I’m trying to think back to how my parents and inlaws handled gifts when we had our year of co-habitating before our wedding. If I’m recalling properly (and it’s been a long time), I believe my future in-laws gifted me with a nice purse and my parents addressed their check to both of us (no increase in amount). My in-laws never moved to checks for the holidays until much later in our lives and we received a lot of joint household goods for a long while. My parents did a combo and at some point transitioned to equal amounts for both of us.
I don’t really think there is a right or wrong here. Just whatever you think makes the most sense.
I don’t spend as much on my daughter’s live in boyfriend as I do on my daughter or her sisters. I probably spend half on him what I spend on the others. And I can’t imagine he would expect to receive as much as they do. So, if you’re doing cash, I would give the boy/girl friend half of what I was giving to the others.
When my relatives spend the holidays with us, we gave them similar gifts to what i generally mailed them, plus a stocking similar to what I gave the kids and H. I didn’t try to equalize as the and we don’t spend as much on exchanges as the gifts I tend to give H and my kids.
My kids weren’t in significant relationships. S has now been in a relationship for 18 months but it doesn’t seem like the GF will be spending the holidays with us—believe she will be with her extended family. They don’t live together, as far as I know. I will ask S whether it would be good, bad, ok for me to give a gift to his GF this holiday season and any suggestions he has.

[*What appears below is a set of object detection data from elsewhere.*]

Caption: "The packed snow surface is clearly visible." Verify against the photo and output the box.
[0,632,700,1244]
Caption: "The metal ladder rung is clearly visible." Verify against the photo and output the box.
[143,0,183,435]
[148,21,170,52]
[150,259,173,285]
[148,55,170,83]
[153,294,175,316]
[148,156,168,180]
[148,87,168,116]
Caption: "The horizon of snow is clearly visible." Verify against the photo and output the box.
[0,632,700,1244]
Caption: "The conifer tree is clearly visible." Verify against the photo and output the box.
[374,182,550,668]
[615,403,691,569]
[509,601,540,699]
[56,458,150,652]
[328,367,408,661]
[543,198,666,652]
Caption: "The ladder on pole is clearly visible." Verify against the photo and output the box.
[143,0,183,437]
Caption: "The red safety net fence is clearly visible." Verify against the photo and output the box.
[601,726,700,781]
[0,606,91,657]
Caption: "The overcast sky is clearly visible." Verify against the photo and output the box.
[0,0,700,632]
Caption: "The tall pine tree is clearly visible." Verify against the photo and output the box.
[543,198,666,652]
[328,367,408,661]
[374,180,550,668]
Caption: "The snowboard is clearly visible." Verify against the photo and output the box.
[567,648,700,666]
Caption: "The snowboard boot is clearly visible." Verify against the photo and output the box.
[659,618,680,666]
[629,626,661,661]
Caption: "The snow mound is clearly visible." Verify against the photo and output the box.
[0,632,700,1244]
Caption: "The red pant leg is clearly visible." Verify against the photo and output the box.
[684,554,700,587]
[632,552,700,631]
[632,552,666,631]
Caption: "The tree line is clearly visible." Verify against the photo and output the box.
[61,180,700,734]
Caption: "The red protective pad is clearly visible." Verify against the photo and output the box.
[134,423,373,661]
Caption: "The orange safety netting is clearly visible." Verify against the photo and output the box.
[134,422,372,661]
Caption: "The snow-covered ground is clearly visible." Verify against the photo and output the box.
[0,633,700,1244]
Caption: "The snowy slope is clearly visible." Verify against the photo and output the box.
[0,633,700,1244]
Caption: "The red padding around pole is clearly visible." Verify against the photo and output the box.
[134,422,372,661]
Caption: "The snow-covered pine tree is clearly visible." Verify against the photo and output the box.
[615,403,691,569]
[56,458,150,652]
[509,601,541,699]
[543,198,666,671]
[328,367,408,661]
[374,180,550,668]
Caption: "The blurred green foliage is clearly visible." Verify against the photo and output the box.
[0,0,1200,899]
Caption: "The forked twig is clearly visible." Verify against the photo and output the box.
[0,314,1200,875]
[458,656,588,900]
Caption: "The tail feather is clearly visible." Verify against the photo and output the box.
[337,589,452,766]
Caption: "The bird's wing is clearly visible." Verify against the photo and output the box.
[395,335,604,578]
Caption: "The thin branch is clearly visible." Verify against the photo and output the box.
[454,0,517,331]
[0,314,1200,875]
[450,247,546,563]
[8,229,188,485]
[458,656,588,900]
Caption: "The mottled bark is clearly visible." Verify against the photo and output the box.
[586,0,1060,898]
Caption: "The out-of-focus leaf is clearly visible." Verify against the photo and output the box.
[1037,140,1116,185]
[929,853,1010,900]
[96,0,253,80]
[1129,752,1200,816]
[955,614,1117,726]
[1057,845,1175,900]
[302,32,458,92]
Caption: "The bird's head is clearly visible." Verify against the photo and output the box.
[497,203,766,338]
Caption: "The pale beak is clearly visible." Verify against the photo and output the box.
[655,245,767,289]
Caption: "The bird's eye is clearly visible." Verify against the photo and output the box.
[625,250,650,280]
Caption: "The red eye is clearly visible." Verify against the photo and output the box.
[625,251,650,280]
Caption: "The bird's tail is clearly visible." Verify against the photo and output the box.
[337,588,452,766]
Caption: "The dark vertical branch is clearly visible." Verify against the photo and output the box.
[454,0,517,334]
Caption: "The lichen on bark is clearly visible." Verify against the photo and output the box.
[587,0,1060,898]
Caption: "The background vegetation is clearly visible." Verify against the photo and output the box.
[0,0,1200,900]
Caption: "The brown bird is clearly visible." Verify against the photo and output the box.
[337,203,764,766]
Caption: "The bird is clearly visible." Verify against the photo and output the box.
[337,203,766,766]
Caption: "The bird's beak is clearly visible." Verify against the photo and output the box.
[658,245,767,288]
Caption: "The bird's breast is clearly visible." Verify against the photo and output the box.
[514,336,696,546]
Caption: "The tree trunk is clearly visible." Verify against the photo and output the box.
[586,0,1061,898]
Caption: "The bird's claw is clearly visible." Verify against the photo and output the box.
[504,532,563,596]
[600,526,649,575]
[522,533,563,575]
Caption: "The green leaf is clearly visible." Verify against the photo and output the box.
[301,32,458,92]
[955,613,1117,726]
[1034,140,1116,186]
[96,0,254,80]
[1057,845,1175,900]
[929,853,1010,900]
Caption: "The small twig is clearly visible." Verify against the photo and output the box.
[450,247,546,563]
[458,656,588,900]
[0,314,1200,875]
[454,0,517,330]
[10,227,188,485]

When we were all in relationships, my folks didn’t give any of the significant others gifts until there was a wedding. None of us lived with our BF/GF before marriage, so don’t know how that would be handled. My folks seemed to give all the married couples a gift check for X. I believe the singles also got X. They’d also all get same check for X for all the birthdays they remembered. If they forgot your birthday (as been happening more and more these past years), no gift.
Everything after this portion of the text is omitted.